JPS6313412Y2 - - Google Patents

Description

[Detailed description of the invention] [Industrial application field] The present invention relates to the float chamber structure of a carburetor in a vehicle internal combustion engine, and particularly when fuel bubbles from the needle valve and flows into the float chamber at high temperatures. This invention relates to a device that closes the needle valve early and prevents the spilling phenomenon.

[Prior Art] In general, a carburetor float chamber is configured such that a needle valve opens and closes a fuel inlet port using the buoyancy of the float, so that an appropriate amount of fuel is always stored in the float chamber. Therefore, when the temperature of the carburetor body or fuel is high, when fuel flows from the small-diameter fuel inlet to the large-diameter valve chamber of the needle valve and expands,
Low boiling point components of gasoline fuel may easily vaporize and form bubbles and flow into the float chamber.

By the way, as mentioned above, when the fuel flows into the float chamber in the form of bubbles, the fuel vapor pressure increases, suppressing the rise in the oil level, and lengthening the time until the needle valve is closed. As a result, a large amount of fuel vapor accumulates in the upper space of the float chamber, and the vapor and bubbles overflow into the air-fuel mixture passage through the vent pipe, causing the air-fuel mixture to become too rich and cause poor running. It is known that this phenomenon occurs.

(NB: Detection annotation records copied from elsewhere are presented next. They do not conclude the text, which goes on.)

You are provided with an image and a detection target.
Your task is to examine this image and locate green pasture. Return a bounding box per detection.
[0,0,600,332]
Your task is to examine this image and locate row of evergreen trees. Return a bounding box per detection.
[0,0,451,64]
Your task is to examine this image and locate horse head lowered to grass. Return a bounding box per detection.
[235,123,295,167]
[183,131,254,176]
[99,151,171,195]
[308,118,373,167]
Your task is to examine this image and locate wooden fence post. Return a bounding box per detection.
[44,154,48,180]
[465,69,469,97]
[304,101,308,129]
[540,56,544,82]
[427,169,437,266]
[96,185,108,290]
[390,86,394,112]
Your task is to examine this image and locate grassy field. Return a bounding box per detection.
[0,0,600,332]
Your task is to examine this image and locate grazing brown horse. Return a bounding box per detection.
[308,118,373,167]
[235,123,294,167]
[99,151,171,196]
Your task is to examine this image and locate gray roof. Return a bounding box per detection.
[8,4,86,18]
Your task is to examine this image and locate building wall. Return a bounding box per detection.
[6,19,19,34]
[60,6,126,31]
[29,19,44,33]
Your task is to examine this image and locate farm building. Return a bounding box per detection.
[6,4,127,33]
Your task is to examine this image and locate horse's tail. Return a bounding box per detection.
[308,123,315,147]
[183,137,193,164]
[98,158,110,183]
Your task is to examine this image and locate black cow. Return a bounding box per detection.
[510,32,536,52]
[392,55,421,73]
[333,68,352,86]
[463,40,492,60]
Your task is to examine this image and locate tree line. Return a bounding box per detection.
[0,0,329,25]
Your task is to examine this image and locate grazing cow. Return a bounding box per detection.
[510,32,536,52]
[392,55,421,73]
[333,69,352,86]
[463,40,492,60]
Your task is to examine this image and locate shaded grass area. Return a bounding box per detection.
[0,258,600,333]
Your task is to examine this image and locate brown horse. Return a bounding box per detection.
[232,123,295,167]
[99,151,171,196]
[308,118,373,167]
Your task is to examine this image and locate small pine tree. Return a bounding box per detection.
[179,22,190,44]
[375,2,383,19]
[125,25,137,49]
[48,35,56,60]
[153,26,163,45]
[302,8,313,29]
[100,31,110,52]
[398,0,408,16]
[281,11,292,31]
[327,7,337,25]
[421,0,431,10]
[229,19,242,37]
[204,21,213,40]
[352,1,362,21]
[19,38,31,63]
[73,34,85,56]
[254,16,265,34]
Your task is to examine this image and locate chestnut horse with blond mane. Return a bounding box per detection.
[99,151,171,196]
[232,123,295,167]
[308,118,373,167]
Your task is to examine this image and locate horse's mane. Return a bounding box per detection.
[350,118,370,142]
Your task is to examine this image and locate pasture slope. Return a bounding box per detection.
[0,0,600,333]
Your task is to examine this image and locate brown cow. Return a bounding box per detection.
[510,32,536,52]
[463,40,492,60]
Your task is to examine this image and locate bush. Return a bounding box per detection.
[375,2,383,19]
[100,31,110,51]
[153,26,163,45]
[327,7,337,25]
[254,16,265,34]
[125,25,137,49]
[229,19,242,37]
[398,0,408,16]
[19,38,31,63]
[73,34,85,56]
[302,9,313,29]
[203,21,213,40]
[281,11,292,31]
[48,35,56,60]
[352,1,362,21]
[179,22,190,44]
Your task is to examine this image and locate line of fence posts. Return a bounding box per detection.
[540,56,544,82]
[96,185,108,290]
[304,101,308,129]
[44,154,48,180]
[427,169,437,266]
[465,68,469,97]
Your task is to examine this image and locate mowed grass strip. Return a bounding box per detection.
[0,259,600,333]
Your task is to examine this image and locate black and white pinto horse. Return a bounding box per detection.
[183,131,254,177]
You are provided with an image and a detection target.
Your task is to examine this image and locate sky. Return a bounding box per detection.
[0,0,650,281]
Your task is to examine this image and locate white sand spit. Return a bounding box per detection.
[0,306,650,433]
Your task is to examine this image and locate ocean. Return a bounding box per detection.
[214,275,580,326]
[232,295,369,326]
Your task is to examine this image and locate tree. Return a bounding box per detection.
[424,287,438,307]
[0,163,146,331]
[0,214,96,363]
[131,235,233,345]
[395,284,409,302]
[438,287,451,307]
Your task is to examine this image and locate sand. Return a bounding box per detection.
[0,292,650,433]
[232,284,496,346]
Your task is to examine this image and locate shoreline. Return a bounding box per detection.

Therefore, as one of the conventional measures to prevent such spilling, the gasket inserted into the joint between the carburetor and the suction pipe is made of a highly insulating material, which reduces this heat transfer from the engine body and increases the temperature of the carburetor. There are ways to suppress this, but they are too indirect and have little effect. On the other hand, as a direct solution, there is, for example, the prior art disclosed in Japanese Utility Model Application Publication No. 53-14031, in which the interior of the float chamber is partitioned into the needle valve and the float side, and a fuel flow path that bypasses the partition plate is separately provided. It is proposed that it be attached.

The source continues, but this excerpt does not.